Thursday 13 May 2010

Home from home

It feels like we have done a lot of crazy things in the thirteen months since our working lives ended and we cast off into retiree-land, so I suppose our latest venture is really just par for the course. Maybe I need to recap, just as a reminder of how we got to this point.

It all started whilst we were spending last winter in Italy, our first post retirement winter and living for the first time for many years close to my brother as well as being surrounded by beautiful mountains. As the months passed we had slowly begun to realise that something about our retirement plan wasn't quite gelling for us. For all the thoughtfully prepared choices Kate and I had discussed between ourselves and talked about in the years leading up to April 09, something was missing. We discovered we now wanted something we hadn't thought we would want and this came as something of a shock. We had discovered that to live aboard a boat all summer and to live in rented accommodation, somewhere different, each winter has left us feeling strangely uncomfortable, even unsettled. What was missing was 'a home', and this was odd because we kind of thought we could do without it. The boat is our home for a large part of the year and we are comfortable with this but we now feel that along with this we need something on solid ground, a base, so that even when we are on board we can think of it as 'home' and mentally place ourselves there. (If my explanation here sounds woolly then maybe this is something that confounds logic and I therefore give up trying to explain further.)

So this is how we find ourselves in Yeovil, Somerset taking responsibility for a property we acquired some years ago as a buy-to-let investment, planning to make it our home. Now if you had asked me twelve months ago whether I expected to be sitting here at this stage in my life I would have said "No chance" but here I am nonetheless. Although to be honest there isn't much sitting going on - we have very little furniture to call our own - but at least here we are surrounded by four walls.

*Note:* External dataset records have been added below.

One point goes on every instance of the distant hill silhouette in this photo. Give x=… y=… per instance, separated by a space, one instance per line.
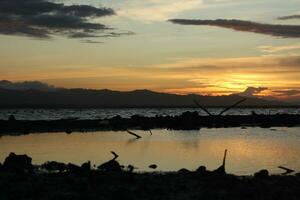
x=107 y=98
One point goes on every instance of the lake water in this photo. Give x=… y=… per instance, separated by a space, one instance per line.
x=53 y=114
x=249 y=150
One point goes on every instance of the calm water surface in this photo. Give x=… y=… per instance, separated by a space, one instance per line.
x=248 y=149
x=52 y=114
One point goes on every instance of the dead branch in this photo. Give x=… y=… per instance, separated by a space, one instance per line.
x=132 y=133
x=287 y=170
x=204 y=109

There is a small trade-off to acquiring the home, however, which is that the house needs much work done to make it what we would call habitable. We have a sound structure but internally things are not as we would want. So we have a project, a winter project, to look forward to which we think will keep us busy until the sun returns to the northern hemisphere.

After a brief visit to the property it will be 'business as usual' as we continue our sailing circumnavigation of Britain. Later in the year, however, this blog could well become something rather different as instead of bounding up and down mountains it is more likely to be a stepladder and instead of recounting tales of rushing rivers or twisted kneecaps it will be all about painted ceilings and plumbing elbows.

Crinan in Argyll is a long way from Yeovil and our journey there by train and bus promises to be no less tiring than when we travelled south. The difference now is that we'll soon be arriving in one of the prettiest places in the land.

1 comment:

  1. The nicest thing is that you can decide what it is you want, and do that... If it changes, so what? Keep following what feels right - what great memories you'll to share in your later years.